L'horizon s'éclaircit pour l'Ukraine. Après plusieurs mois de blocage imposé par la Hongrie, l'Union européenne a finalement accordé un prêt de 90 milliards d'euros à l'Ukraine, et Volodymyr Zelensky se rend à Chypre pour participer à un sommet européen ce jeudi soir.
Les dirigeants européens ont également pris la décision d'appliquer un vingtième paquet de sanctions contre la Russie, marquant une étape supplémentaire dans la réponse de l'Europe face à l'agression russe.
"Nous arrivons à Chypre avec des nouvelles encourageantes", a déclaré Ursula von der Leyen, présidente de la Commission européenne. Elle a souligné l'importance d'un soutien accru à l'Ukraine alors que la Russie intensifie ses actions. Selon elle, ce soutien est essentiel pour faire pression sur l'économie de guerre russe.
Au cours de cette réunion, le président ukrainien mettra l'accent sur l'importance symbolique de la décision d'accorder ce prêt, surtout maintenant que l'argent de l'UE sera accessible pour soutenir l'Ukraine jusqu'en 2027, comme l'a confirmé une diplomate européenne soulagée.
La levée du veto hongrois, suite à la défaite électorale de Viktor Orban, a également joué un rôle crucial dans cette dynamique. Le retour de la livraison de pétrole russe à Budapest a contribué à débloquer la situation, ce qui a soulagé les responsables européens confrontés aux critiques de la paralysie du processus.
Pour sa part, Zelensky a exprimé son espoir concernant un premier versement de ce prêt avant la fin du mois de mai, afin de renforcer davantage les capacités militaires ukrainiennes. Sa présence à Chypre est stratégique et porteuse d'espoir pour l’avenir du soutien européen.
La réunion se déroule sans Orban, qui a boudé cet événement après avoir perdu son pouvoir.

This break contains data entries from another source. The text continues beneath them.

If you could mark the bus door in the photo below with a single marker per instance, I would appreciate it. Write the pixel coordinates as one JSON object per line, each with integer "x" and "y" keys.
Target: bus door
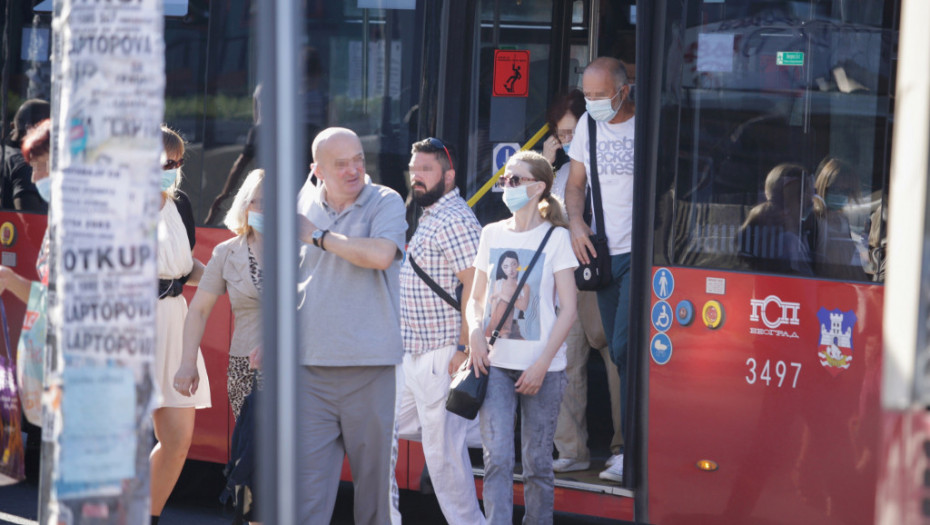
{"x": 766, "y": 132}
{"x": 523, "y": 55}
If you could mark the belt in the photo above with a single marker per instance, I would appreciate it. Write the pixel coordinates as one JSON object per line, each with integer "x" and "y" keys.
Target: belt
{"x": 171, "y": 287}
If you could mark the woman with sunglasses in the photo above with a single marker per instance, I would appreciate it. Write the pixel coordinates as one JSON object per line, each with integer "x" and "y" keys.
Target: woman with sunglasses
{"x": 174, "y": 417}
{"x": 530, "y": 370}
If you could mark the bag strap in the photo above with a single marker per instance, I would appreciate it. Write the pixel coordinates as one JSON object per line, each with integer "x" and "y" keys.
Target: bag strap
{"x": 496, "y": 333}
{"x": 598, "y": 209}
{"x": 6, "y": 332}
{"x": 434, "y": 285}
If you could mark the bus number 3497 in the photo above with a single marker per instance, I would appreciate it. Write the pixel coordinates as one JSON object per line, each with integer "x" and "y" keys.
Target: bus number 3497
{"x": 781, "y": 372}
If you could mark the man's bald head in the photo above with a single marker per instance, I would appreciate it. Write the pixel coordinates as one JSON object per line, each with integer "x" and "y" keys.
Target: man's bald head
{"x": 610, "y": 66}
{"x": 331, "y": 135}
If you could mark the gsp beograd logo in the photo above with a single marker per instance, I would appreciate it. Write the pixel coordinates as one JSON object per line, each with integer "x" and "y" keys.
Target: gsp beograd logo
{"x": 775, "y": 314}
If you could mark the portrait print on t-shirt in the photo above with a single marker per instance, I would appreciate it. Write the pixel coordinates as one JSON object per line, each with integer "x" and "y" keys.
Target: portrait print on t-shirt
{"x": 506, "y": 268}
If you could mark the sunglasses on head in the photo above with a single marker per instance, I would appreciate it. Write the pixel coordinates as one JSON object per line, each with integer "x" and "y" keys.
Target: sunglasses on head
{"x": 438, "y": 144}
{"x": 513, "y": 180}
{"x": 173, "y": 164}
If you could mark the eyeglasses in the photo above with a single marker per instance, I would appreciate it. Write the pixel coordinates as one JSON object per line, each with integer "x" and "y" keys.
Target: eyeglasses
{"x": 438, "y": 144}
{"x": 173, "y": 164}
{"x": 513, "y": 180}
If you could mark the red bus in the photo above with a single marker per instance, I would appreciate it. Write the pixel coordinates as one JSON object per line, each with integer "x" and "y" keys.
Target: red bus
{"x": 763, "y": 161}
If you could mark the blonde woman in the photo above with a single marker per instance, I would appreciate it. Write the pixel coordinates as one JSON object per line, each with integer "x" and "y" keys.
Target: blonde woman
{"x": 529, "y": 371}
{"x": 174, "y": 418}
{"x": 235, "y": 267}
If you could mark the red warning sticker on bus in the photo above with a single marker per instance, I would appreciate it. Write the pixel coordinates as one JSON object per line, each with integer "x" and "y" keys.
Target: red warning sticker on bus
{"x": 511, "y": 73}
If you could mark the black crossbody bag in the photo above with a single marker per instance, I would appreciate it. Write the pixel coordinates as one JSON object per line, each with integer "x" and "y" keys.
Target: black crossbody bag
{"x": 454, "y": 302}
{"x": 596, "y": 274}
{"x": 466, "y": 393}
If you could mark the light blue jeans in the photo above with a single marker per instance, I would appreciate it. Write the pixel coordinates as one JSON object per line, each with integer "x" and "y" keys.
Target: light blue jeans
{"x": 539, "y": 415}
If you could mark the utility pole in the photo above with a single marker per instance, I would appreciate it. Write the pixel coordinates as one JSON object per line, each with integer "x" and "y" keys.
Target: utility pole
{"x": 108, "y": 103}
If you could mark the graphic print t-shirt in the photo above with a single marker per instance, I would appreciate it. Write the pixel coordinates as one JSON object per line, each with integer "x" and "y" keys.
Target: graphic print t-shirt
{"x": 503, "y": 255}
{"x": 615, "y": 173}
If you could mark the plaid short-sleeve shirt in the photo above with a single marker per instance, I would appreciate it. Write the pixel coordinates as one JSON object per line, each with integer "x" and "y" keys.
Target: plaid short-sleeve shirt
{"x": 444, "y": 244}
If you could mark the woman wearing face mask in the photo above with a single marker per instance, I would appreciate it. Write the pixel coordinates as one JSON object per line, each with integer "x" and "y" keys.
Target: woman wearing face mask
{"x": 174, "y": 417}
{"x": 836, "y": 254}
{"x": 562, "y": 118}
{"x": 35, "y": 148}
{"x": 234, "y": 267}
{"x": 528, "y": 370}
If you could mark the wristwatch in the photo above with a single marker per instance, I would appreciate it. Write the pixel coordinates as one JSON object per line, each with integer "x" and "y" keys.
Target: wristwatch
{"x": 317, "y": 237}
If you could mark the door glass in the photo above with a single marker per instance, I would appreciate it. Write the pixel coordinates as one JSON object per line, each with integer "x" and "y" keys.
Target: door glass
{"x": 776, "y": 126}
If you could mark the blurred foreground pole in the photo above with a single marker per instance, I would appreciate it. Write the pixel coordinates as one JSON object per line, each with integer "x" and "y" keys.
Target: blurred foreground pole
{"x": 108, "y": 103}
{"x": 280, "y": 34}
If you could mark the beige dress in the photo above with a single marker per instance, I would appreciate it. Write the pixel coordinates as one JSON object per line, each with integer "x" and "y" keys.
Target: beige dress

Pendant sa longue gouvernance, il avait souvent constitué un obstacle aux actions communes de l'UE, en particulier dans le cadre de la crise ukrainienne.
À Chypre, les discussions ne porteront pas uniquement sur l'Ukraine. Les dirigeants européens se concentreront également sur les tensions au Moyen-Orient, avec la participation de plusieurs présidents de la région, illustrant ainsi l'engagement de l'UE à aborder les enjeux globaux en toute coordination.
Dans le même temps, l'Europe fait face à d'autres défis, notamment la hausse des prix de l'énergie due aux conflits en cours. Les mesures pour soutenir les secteurs vulnérables sont mises en place, alors que l'UE surveille de près la possible pénurie de kérosène.
Lors de ce sommet, les discussions autour du futur budget de l'UE entre 2028 et 2034 s'annoncent sur un terrain délicat, avec des points de vue divergents entre les pays membres. Paris milite pour davantage d'investissements, tandis que Berlin adopte une posture budgétaire plus prudente.
À l'approche des électorales longues en 2027, les responsables de l'UE espèrent parvenir à un consensus sur ce budget d'ici la fin de l'année, redoutant des blocages qui pourraient compromettre le soutien financier nécessaire aux États membres comme la France.